Lowe’s must clean up Iwilei site before opening its second outlet
The parcel previously was occupied by an oil storage tank facility
Lowe's Cos. will have to clean up contamination at its Iwilei site before opening its second home improvement outlet on Oahu.
The 5.7-acre site near Home Depot and City Mill in Iwilei has soil and groundwater contamination that includes floating oil and gasoline, according to the state Department of Health.
The state issued a letter to Lowe's explaining it would have to clean up the contamination before moving forward with construction.
Lowe's spokeswoman Chris Ahearn says the cleanup could take between six to seven months, but that it plans to break ground in the fall, and is still targeting the second quarter of 2008 for the store's opening.
She said Lowe's does not disclose the cost for cleanups in such cases.
Mark Sutterfield, remedial project manager for the state Department of Health, said the department typically looks for compounds of oil and gasoline, along with lead-based components and metals. He said it was too soon to know how much the cleanup would cost.

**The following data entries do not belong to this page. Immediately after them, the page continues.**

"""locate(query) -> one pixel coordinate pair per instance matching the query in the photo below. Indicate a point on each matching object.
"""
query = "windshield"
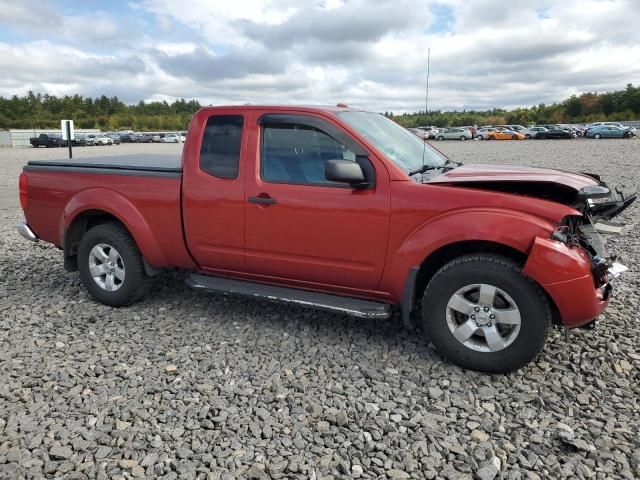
(400, 145)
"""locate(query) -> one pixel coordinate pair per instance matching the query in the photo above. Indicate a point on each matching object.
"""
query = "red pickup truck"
(342, 210)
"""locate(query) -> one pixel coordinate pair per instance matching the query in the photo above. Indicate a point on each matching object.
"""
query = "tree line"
(110, 113)
(588, 107)
(107, 113)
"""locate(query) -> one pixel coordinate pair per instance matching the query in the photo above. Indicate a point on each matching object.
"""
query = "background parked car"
(608, 131)
(427, 132)
(101, 139)
(554, 132)
(484, 132)
(47, 140)
(114, 137)
(128, 138)
(173, 138)
(504, 134)
(79, 140)
(513, 128)
(454, 134)
(533, 131)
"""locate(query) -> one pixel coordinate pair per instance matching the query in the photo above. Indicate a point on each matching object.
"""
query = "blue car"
(608, 131)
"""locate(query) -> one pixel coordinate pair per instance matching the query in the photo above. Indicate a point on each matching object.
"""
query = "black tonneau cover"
(139, 162)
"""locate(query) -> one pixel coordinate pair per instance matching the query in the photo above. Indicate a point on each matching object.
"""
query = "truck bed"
(137, 165)
(142, 191)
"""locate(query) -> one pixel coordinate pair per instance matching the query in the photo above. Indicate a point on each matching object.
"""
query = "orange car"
(505, 135)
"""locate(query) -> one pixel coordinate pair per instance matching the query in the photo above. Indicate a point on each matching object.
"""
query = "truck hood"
(583, 191)
(494, 173)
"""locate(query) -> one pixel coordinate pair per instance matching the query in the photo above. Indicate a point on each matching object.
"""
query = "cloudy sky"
(368, 53)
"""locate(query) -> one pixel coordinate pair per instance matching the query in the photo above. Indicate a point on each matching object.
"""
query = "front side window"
(221, 142)
(395, 142)
(296, 153)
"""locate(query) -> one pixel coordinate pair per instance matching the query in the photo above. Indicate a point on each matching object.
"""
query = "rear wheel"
(481, 313)
(111, 266)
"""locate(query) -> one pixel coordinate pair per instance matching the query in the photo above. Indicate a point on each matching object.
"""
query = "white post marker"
(68, 133)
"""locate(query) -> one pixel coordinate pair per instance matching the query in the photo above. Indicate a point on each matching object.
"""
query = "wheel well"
(443, 255)
(81, 224)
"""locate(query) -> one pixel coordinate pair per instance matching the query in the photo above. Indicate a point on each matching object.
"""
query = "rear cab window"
(221, 145)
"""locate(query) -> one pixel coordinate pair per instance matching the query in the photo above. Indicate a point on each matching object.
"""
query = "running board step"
(322, 301)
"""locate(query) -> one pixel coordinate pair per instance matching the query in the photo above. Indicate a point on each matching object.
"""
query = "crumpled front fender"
(564, 272)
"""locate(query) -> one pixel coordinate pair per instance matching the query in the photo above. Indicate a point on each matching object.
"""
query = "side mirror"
(345, 171)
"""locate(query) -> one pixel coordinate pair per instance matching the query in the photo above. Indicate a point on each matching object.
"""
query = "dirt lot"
(187, 385)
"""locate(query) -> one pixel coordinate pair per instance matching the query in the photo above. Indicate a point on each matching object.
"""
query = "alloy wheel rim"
(483, 318)
(106, 267)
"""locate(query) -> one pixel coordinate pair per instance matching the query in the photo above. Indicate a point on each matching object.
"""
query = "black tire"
(135, 285)
(506, 275)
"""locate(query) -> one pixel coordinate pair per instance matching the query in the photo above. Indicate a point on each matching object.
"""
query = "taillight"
(22, 188)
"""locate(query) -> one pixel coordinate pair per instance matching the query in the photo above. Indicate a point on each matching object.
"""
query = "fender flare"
(122, 209)
(515, 229)
(511, 228)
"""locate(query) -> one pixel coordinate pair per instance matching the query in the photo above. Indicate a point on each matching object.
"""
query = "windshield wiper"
(448, 165)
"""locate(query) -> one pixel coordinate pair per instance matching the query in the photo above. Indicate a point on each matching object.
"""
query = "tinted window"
(220, 150)
(294, 153)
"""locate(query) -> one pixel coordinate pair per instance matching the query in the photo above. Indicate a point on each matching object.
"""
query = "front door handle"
(262, 200)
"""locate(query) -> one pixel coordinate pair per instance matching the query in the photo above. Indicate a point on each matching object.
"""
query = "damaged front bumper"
(566, 273)
(604, 202)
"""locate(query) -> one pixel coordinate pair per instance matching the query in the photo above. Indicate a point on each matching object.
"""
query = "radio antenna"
(426, 103)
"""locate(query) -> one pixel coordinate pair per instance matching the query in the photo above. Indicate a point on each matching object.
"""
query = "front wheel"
(481, 313)
(111, 266)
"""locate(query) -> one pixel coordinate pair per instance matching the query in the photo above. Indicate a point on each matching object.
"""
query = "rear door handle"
(262, 200)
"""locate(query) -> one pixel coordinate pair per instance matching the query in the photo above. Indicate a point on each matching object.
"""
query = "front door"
(213, 192)
(300, 226)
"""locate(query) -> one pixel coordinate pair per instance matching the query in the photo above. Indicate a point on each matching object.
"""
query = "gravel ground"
(187, 385)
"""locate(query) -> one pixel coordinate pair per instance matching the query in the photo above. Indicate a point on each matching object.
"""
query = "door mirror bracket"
(345, 171)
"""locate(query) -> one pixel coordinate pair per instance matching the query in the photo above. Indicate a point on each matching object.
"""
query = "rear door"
(300, 226)
(213, 191)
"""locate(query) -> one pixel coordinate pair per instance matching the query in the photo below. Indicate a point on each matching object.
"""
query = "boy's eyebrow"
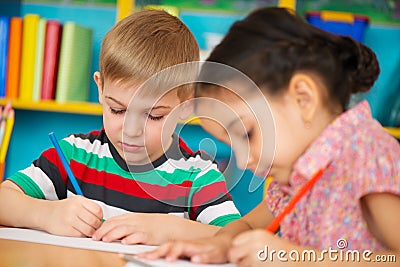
(160, 107)
(115, 100)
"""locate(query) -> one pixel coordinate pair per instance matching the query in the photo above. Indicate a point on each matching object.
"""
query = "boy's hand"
(135, 228)
(206, 250)
(74, 216)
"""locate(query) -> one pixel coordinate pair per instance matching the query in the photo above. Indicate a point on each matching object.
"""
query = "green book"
(73, 79)
(37, 75)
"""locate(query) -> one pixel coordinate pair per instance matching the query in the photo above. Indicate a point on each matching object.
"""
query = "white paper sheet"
(35, 236)
(136, 262)
(41, 237)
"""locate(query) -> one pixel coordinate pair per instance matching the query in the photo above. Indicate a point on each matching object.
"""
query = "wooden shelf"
(53, 106)
(88, 108)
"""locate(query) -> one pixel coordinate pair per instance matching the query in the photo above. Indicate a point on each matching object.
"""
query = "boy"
(139, 177)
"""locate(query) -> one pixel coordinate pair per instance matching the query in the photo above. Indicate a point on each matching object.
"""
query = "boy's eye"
(117, 111)
(248, 134)
(155, 118)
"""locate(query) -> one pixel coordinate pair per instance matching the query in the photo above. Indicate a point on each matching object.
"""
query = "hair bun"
(362, 64)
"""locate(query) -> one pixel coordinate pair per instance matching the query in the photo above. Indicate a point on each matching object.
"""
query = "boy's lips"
(131, 148)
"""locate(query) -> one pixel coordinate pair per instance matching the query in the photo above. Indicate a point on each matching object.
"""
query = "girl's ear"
(304, 89)
(97, 80)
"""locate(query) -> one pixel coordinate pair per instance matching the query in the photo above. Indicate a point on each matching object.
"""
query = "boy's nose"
(133, 130)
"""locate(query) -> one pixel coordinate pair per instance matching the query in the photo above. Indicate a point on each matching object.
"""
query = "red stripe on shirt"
(130, 186)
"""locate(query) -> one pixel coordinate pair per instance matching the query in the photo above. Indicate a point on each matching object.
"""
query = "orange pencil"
(274, 225)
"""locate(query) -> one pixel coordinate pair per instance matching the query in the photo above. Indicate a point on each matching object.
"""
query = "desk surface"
(18, 253)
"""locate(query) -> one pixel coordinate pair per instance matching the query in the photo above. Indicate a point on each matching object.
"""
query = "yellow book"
(29, 35)
(38, 71)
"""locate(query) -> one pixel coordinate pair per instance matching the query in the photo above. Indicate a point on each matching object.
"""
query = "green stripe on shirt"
(225, 219)
(27, 185)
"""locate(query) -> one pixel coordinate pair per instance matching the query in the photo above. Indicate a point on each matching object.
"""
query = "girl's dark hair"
(271, 44)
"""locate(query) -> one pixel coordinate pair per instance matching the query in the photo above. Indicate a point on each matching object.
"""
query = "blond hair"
(144, 44)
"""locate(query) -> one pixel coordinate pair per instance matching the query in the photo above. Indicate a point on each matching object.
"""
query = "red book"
(50, 59)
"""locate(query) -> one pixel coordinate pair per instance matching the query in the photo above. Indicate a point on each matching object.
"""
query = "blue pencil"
(65, 164)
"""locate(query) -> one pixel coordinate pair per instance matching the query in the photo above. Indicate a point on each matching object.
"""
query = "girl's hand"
(249, 248)
(74, 216)
(206, 250)
(135, 228)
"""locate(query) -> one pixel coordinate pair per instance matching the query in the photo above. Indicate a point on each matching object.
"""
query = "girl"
(307, 76)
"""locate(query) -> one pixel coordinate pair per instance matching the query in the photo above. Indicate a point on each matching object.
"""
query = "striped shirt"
(180, 182)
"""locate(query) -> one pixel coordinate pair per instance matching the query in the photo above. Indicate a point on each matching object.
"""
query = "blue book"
(4, 32)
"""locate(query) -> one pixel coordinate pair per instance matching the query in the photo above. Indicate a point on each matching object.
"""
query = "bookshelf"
(87, 108)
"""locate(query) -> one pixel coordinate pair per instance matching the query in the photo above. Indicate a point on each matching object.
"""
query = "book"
(4, 32)
(29, 36)
(50, 59)
(74, 65)
(14, 58)
(37, 73)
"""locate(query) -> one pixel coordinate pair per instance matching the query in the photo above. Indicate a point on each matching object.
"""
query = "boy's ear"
(97, 80)
(304, 90)
(186, 109)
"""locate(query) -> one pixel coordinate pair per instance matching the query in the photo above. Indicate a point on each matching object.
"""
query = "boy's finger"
(90, 219)
(85, 229)
(93, 207)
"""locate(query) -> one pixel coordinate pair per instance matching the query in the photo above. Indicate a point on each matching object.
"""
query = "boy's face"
(140, 130)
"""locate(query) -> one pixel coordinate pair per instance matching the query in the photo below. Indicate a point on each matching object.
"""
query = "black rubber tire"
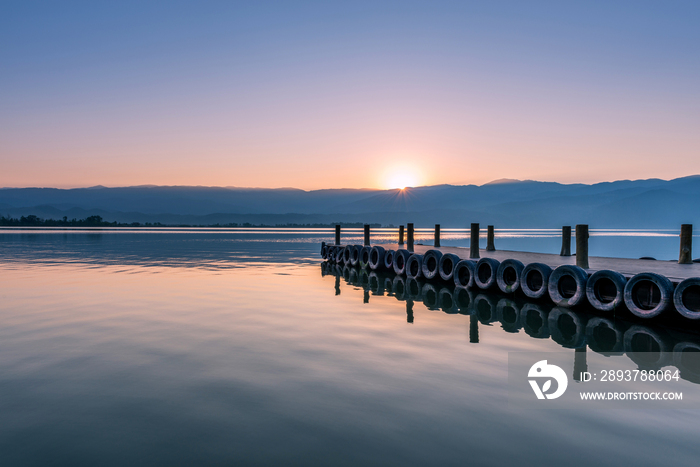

The parcel on which the Mooresville, N.C.-based Lowe's plans to build was previously occupied by a ConocoPhillips storage tank facility. The site is close to rival home improvement retailers Home Depot and City Mill, in addition to Best Buy, Kmart and Costco Wholesale stores.
Lowe's, which entered the Hawaii market in 1993, has three stores in Hawaii: at Waikele Center on Oahu, Kona on the Big Island and Kahului, Maui.
Lowe's must present a remediation plan to the department, which will then seek public review before letting the company proceed with construction.
The Lowe's in Iwilei is expected to measure about 117,000 square feet.
Lowe's paid more than $35 million for the site back in 2005, when it also entered a program run by the state in which it volunteers to cooperate in any necessary cleanups.
The company said a typical Lowe's store costs $18.5 million to build and creates up to 175 new jobs.